The following is a post from Wilton’s First Selectwoman Lynne Vanderslice. She wants to draw attention to the recently announced plan from Gov. Ned Lamont to push teacher pension costs to municipalities, something that will increase town taxes. The Education Committee, which will hear testimony on the also-controversial school regionalization proposals on Friday, March 1 will also hear testimony on the teacher pension cost sharing proposal at the same hearing.
UPDATE ON HB 7150, the Governor’s implementer bill for his TEACHER PENSION SHARING proposal: The Education Committee public hearing on the bill, which requires local school district/municipal participation in the cost of the annual pension contribution for their current teachers, is being held this Friday, March 1 at 1 p.m. in conjunction with the public hearing on the school regionalization bills. If you are writing or speaking on one of those bills, you might also want to make separate commentary on this bill, which you can find online. Please note the bill consists of the current statutes, with the proposed changes underlined.
Here is a short summary and some facts about what it will mean for Wilton:
- Non Distressed Municipalities must contribute 25% of the plan’s normal (current teacher) contribution, plus 1% for every 1% the municipality’s average teachers’ salary exceed the state median pensionable salary.
- According to the Governor’s budget, Wilton’s average teachers’ salary exceeds the mean by 25%, so Wilton’s share would be 50% of the normal.
- Proposed three-year phase in costs are as follows: $463,000, $956,000 and $1,389,000.
We have been expecting this push down for a number of years. The State’s contribution, on behalf of Wilton teachers, has grown from $7.1 million in FY2015 to $14.7 million in FY2018.
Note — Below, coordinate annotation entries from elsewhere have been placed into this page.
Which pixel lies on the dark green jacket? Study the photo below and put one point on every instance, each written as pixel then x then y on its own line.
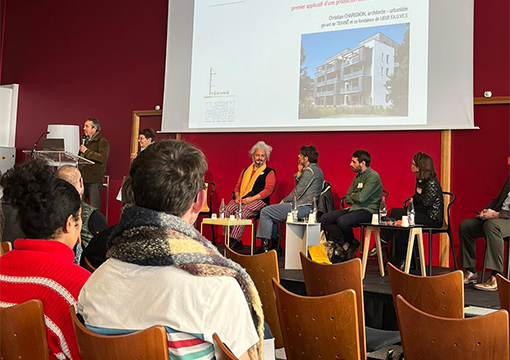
pixel 98 149
pixel 365 191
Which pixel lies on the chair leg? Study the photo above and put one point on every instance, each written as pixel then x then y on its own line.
pixel 430 252
pixel 453 250
pixel 484 261
pixel 214 237
pixel 508 260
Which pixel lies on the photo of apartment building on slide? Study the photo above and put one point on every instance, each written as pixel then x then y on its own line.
pixel 370 78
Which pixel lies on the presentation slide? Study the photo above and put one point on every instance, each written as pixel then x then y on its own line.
pixel 324 63
pixel 292 65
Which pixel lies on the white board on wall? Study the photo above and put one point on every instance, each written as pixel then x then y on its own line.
pixel 8 114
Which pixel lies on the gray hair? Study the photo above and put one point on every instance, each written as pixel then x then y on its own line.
pixel 95 123
pixel 261 145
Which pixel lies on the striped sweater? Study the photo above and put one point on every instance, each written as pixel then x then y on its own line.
pixel 44 269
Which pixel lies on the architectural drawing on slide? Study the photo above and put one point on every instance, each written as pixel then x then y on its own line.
pixel 358 76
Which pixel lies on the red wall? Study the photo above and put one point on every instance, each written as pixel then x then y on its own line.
pixel 106 59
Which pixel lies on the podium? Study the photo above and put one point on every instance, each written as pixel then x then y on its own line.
pixel 58 158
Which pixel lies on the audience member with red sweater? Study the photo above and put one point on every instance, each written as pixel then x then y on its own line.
pixel 41 266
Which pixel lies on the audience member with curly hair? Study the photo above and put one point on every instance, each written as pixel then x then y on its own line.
pixel 41 266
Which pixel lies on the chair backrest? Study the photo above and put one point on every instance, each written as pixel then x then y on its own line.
pixel 427 336
pixel 209 189
pixel 223 353
pixel 386 193
pixel 326 279
pixel 440 295
pixel 5 247
pixel 147 344
pixel 23 332
pixel 262 268
pixel 323 327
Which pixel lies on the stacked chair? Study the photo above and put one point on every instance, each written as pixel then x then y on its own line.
pixel 147 344
pixel 324 279
pixel 23 332
pixel 431 320
pixel 262 268
pixel 319 327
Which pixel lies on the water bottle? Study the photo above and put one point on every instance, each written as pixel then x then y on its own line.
pixel 222 209
pixel 239 212
pixel 382 210
pixel 312 218
pixel 294 210
pixel 410 212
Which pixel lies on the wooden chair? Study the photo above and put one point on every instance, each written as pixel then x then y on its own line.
pixel 5 247
pixel 224 353
pixel 207 209
pixel 147 344
pixel 23 332
pixel 323 327
pixel 326 279
pixel 262 268
pixel 426 336
pixel 445 229
pixel 441 295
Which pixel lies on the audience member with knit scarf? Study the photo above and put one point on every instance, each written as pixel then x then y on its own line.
pixel 162 271
pixel 41 266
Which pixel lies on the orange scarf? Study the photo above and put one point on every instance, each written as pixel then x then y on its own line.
pixel 249 180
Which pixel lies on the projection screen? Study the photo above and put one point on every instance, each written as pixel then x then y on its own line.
pixel 265 65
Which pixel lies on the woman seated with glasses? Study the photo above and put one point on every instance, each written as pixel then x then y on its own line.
pixel 428 204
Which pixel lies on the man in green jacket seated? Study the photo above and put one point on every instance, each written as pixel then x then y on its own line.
pixel 364 196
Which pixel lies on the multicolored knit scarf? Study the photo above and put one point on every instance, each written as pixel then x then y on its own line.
pixel 150 238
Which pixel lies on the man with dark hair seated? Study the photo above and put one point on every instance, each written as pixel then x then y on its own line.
pixel 309 181
pixel 162 271
pixel 93 220
pixel 364 195
pixel 493 223
pixel 41 265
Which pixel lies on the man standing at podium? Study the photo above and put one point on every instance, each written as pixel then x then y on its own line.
pixel 96 148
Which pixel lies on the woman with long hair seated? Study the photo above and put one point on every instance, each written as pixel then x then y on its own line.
pixel 428 204
pixel 41 266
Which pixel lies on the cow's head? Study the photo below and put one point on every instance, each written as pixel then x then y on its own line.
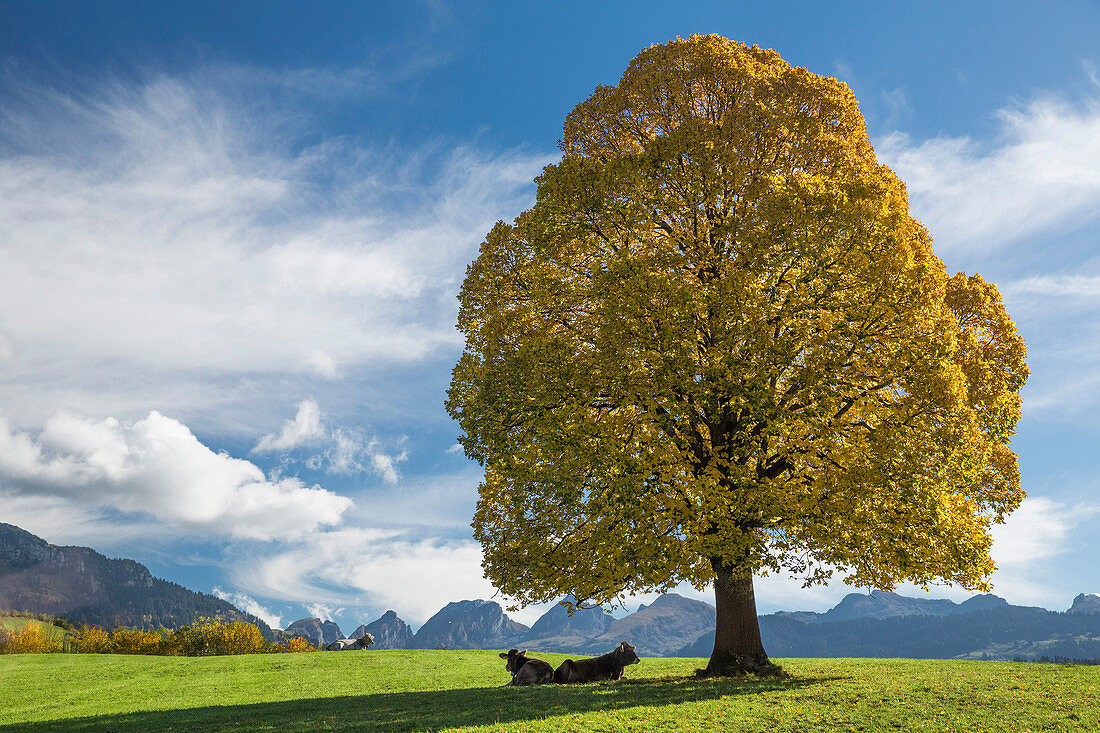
pixel 515 659
pixel 625 655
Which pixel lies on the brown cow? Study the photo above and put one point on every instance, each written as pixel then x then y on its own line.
pixel 525 669
pixel 609 666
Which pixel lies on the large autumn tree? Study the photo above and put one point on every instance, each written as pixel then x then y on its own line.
pixel 718 346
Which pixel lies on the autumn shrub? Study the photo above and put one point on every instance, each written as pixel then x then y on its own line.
pixel 32 638
pixel 90 639
pixel 135 641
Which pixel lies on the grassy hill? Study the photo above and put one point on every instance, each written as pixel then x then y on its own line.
pixel 418 690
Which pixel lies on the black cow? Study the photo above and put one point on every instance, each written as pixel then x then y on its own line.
pixel 525 669
pixel 609 666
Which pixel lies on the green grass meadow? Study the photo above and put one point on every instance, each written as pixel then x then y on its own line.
pixel 406 690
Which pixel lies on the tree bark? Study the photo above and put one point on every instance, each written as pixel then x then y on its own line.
pixel 737 645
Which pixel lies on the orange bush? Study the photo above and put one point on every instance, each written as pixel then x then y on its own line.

There is plenty of blame to go around starting back in the 1930s when the state began offering pensions, but didn’t make the required contributions. Also it was a poor decision to negotiate pension separately from wages and other benefits, but that is where we are with the State negotiating the pension and the Board of Education negotiating wages, and the other elements of our contract with the teachers. If Wilton is going to be forced to pay, our elected representatives must have a say in the negotiations. They currently do not.
With all this said, there is the potential for a larger share or a change. Remember, Gov. Malloy proposed a larger share of both the normal and legacy costs, which the Legislature opposed. Will this be more palatable for some legislators, as the 25 municipalities identified as distressed are only required to contribute 5%?
This proposal requires union concessions, which will be a big hurdle.
Without comments, legislators may feel it is acceptable as is.